Local vs Centralized vs Distributed
Not all Version Control Systems are built the same. Understanding their architecture is key to understanding how DevOps teams collaborate.
1. Local Version Control
The simplest form. A database on your local computer tracks changes.
- Pros: Very fast; no network required.
- Cons: Impossible to collaborate; if the local computer dies, everything is lost.
2. Centralized Version Control (CVCS)
A single central server contains all versions of the code. Developers "check out" a single version (snapshot) to work on.
- Examples: Subversion (SVN), CVS, Perforce.
- Pros: Easy to manage; strict control over who can branch/commit.
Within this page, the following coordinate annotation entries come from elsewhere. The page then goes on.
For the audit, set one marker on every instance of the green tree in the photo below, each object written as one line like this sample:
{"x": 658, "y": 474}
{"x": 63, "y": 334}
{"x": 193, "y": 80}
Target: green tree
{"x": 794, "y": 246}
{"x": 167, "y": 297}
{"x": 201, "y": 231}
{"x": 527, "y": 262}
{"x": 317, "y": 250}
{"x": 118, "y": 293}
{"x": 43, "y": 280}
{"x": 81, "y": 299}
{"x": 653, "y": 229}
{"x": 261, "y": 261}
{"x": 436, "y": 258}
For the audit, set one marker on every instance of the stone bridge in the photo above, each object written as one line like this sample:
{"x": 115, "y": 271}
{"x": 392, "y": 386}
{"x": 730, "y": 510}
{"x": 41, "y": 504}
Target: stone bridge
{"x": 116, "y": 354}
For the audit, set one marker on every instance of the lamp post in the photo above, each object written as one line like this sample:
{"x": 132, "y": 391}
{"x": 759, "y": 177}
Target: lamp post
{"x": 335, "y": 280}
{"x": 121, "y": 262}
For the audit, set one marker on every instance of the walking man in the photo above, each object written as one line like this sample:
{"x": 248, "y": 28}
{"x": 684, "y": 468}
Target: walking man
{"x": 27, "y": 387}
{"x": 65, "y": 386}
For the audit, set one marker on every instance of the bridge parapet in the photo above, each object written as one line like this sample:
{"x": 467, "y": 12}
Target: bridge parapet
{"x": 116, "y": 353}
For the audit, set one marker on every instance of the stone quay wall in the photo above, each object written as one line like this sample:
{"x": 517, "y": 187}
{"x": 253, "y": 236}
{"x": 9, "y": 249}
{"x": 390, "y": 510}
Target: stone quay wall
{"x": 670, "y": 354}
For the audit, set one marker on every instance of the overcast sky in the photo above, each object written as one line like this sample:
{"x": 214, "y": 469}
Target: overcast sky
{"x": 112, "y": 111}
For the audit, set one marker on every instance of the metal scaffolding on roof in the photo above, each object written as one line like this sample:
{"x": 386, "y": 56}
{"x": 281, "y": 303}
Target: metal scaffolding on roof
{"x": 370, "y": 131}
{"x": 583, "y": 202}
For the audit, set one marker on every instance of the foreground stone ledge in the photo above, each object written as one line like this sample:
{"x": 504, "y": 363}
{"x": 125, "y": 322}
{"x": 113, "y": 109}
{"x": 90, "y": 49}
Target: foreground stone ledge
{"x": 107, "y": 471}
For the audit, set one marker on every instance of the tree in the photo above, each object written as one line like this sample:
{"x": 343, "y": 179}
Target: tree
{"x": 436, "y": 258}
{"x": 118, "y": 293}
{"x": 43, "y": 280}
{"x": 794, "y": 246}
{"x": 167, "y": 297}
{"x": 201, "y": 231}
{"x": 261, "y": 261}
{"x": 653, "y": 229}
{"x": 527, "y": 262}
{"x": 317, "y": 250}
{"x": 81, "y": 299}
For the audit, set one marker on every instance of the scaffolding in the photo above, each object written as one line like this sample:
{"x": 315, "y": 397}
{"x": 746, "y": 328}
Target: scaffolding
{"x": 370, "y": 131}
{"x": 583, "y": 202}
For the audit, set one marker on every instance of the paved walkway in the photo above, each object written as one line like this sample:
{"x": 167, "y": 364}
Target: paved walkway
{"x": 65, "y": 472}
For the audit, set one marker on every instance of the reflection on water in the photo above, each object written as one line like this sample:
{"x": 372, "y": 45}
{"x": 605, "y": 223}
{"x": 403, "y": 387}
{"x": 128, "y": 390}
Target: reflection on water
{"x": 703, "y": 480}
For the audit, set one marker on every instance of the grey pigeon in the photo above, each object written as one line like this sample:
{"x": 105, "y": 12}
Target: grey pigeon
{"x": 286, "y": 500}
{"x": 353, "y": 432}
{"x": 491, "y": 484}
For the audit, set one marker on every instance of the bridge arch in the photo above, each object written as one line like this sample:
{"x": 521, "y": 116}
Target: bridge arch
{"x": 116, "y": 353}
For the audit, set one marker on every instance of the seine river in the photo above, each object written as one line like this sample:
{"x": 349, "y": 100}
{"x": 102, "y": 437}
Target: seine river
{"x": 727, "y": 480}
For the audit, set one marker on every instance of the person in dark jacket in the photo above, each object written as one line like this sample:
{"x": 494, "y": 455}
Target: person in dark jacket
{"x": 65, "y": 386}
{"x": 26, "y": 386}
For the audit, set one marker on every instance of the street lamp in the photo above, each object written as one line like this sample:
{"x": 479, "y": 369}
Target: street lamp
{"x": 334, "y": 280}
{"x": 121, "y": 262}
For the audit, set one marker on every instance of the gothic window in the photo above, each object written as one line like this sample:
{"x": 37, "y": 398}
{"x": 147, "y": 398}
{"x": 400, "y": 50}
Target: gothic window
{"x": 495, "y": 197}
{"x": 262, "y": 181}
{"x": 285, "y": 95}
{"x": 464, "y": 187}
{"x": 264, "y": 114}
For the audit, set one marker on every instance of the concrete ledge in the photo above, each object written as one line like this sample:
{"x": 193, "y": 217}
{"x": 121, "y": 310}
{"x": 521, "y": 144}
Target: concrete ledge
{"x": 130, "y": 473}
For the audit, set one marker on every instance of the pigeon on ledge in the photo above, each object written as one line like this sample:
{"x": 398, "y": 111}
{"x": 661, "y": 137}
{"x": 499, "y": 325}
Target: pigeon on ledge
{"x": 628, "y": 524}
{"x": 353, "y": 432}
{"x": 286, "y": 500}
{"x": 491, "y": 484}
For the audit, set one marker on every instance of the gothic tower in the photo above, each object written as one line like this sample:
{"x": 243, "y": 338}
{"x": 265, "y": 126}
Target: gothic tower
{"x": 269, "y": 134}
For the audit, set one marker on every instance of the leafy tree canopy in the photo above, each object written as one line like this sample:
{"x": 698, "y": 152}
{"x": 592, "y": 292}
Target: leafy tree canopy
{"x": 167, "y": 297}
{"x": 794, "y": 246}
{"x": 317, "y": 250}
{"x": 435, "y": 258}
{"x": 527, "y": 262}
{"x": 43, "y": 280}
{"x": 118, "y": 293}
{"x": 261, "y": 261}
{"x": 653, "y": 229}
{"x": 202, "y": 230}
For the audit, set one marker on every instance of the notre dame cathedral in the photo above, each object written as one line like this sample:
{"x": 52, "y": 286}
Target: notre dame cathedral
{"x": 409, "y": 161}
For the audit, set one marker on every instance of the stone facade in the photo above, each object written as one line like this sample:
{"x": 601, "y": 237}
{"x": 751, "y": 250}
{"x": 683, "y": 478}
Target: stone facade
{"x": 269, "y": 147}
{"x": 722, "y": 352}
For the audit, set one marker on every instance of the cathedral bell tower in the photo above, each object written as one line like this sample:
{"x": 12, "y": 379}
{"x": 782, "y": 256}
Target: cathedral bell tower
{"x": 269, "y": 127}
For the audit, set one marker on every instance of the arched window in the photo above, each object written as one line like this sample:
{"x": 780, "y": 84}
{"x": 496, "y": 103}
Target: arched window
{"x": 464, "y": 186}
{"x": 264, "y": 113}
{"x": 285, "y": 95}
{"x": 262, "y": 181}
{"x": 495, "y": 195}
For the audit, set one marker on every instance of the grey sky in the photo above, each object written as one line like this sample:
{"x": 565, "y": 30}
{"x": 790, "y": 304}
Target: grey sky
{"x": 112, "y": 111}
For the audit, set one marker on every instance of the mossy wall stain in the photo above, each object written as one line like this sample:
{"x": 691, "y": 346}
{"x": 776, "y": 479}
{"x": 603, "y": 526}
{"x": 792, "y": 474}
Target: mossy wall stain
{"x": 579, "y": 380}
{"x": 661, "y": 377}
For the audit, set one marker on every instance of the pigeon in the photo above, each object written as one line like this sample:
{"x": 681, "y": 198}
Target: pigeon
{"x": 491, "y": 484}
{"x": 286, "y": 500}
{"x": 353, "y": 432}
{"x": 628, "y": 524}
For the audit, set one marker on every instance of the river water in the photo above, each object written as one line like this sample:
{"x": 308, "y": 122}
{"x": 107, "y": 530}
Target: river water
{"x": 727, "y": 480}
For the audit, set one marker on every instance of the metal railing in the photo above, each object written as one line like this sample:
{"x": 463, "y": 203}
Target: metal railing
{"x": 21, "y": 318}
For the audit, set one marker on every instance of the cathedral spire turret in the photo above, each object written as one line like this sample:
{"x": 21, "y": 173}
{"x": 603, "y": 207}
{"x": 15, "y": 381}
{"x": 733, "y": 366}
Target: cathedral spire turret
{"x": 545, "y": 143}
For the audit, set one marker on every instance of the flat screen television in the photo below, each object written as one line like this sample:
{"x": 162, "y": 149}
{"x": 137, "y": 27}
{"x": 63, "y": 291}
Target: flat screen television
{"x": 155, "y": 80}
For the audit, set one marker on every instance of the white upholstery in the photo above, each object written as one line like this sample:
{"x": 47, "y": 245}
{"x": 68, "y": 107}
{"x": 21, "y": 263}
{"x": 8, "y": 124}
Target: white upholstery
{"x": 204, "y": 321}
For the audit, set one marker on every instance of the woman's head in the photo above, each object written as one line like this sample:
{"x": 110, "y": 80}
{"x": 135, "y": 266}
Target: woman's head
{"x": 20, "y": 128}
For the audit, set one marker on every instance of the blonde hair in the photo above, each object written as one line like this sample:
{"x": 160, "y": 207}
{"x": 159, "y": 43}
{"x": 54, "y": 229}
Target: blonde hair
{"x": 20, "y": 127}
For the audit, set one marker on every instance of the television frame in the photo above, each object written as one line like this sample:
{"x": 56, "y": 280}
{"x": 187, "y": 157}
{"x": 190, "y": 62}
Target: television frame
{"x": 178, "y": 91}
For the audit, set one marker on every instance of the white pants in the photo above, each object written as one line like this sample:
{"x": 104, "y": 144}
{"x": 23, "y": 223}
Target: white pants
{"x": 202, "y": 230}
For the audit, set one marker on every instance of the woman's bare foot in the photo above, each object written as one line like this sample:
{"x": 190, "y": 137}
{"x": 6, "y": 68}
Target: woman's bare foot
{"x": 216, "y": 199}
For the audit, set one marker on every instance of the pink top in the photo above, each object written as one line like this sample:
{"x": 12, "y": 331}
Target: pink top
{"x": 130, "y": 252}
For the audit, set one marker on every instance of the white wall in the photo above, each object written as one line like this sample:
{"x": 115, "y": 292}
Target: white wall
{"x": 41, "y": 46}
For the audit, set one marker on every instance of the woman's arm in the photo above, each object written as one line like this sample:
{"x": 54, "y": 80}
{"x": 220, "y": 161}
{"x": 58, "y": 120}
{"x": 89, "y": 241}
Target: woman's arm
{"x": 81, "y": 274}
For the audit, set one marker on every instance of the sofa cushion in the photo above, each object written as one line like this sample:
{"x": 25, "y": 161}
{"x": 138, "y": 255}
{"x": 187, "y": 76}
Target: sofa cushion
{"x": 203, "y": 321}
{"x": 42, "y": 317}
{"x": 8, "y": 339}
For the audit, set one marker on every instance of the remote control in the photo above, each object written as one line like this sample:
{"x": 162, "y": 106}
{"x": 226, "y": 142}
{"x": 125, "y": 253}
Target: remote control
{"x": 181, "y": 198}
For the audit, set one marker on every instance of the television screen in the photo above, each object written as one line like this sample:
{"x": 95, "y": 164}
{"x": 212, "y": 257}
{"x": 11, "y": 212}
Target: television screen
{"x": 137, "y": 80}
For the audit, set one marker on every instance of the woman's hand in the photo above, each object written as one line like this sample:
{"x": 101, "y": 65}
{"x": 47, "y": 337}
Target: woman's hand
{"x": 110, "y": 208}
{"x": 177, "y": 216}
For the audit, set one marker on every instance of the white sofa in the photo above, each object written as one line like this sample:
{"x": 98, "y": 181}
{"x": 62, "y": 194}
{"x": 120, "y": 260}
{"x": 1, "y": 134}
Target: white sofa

- Cons: Single point of failure (if the server is down, no one can work/commit); high network dependency.
3. Distributed Version Control (DVCS)
Every developer has a full "clone" of the entire repository—including the complete history.
- Examples: Git, Mercurial, Bazaar.
- Pros: Offline work is fully supported; no single point of failure (every clone is a backup); extremely fast branching and merging.
- Cons: Large repositories can take a long time to clone initially.
[!IMPORTANT] The Key Difference In a Centralized system, you only have a slice of the code. In a Distributed system, you have the entire history on your machine. This makes searching logs and switching branches instant.